Phase 3 : On casse tout et on reconstruit
Je considère que les phases précédentes ont été une sorte d’école de commerce payante (un MBA version marocaine
). Faire toutes ces erreurs était nécessaire pour apprendre par la pratique comment fonctionnait l’environnement des affaires à Casablanca dans mon domaine.
Au bout de 9 mois, nous avons commencé à signer nos premières affaires, dans le domaine de l’immobilier professionnel.

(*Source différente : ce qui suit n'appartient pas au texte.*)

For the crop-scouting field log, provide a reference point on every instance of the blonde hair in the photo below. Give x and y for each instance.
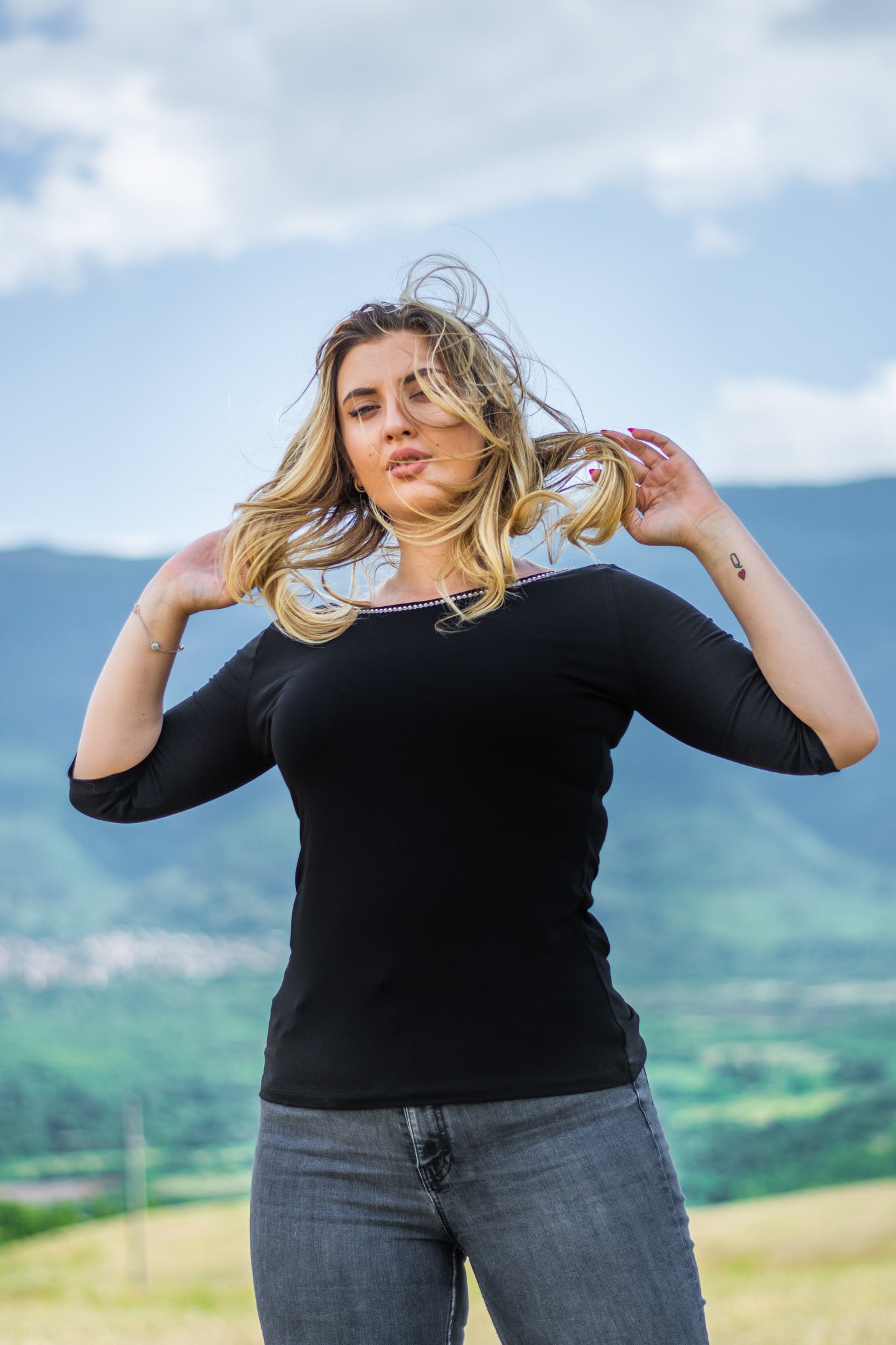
(309, 517)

Il a fallu ensuite une nouvelle phase de 9 mois pour mettre en place les process, développer les outils, le site Internet, recruter (et faire quelques erreurs de recrutement) pour enfin équilibrer faire décoller l’activité et atteindre notre point mort.

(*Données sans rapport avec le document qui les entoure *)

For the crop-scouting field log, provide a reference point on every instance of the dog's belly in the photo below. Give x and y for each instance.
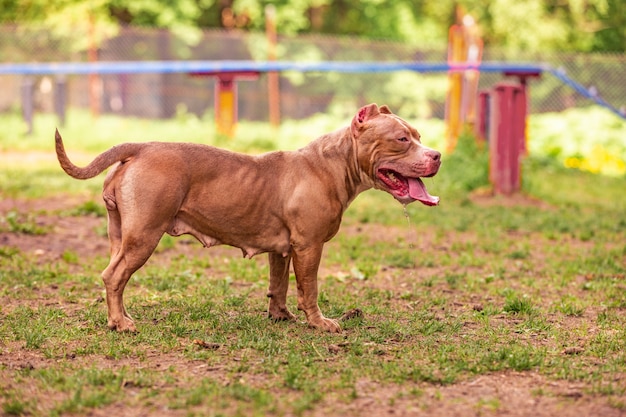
(250, 240)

Phase 4 : Le travail finit par payer
Si vous avez pris le temps de construire une activité sur des bases solides vous avez de bonnes chances de la faire prospérer. La difficulté à développer une activité est identique pour tout le monde. Si vous parvenez à vous accrocher et durer, vous aurez alors un avantage certain par rapport à des concurrents qui devront passer par les mêmes phases que vous.
Depuis le mois de juillet 2007 (soit 18 mois après avoir créé la société) nous somme entré en vitesse de croisière. Le « système » commence à bien tourner. Nous pouvons pleinement nous consacrer à nos clients et à développer l’activité. Je pense que l’année 2008 devrait être profitable …
Les enseignements que je retire de cette petite expérience sont les suivants :
1) Prévoyez de quoi tenir un an sans rentrée d’argent, avec si possible une solution de repli. Eviter l’angoisse financière me semble être la priorité.
2) Ne vous éloignez pas trop de votre domaine de compétence. Limitez les risques.
3) Soyez très patient, le développement d’une activité au Maroc prend plus de temps.
La raison d’être de Casawaves est d’essayer de partager et de confronter nos différentes expériences. J’ai bien aimé l’image qu’a été utilisée par un commentateur, il y avait l’impression de suivre une « mini formation en ligne » …
MAJ :
Pour compléter ce qui précède, ce qui diffère par rapport à mon expérience en France est le temps. Tout est plus long :
- Le temps pour démarer une activité (voir ce qui précède).
- Le temps pour recruter les bonnes personnes (il faut souvent former).
- Le temps pour développer une relation de confiance avec ses clients (la méfiance est plus forte).
Tout n’est pas négatif, loin de là car la difficulté est la même pour tout le monde. Tout le temps nécessaire pour être opérationnel constitue une barrière à l’entrée vis à vis de nouveaux concurents.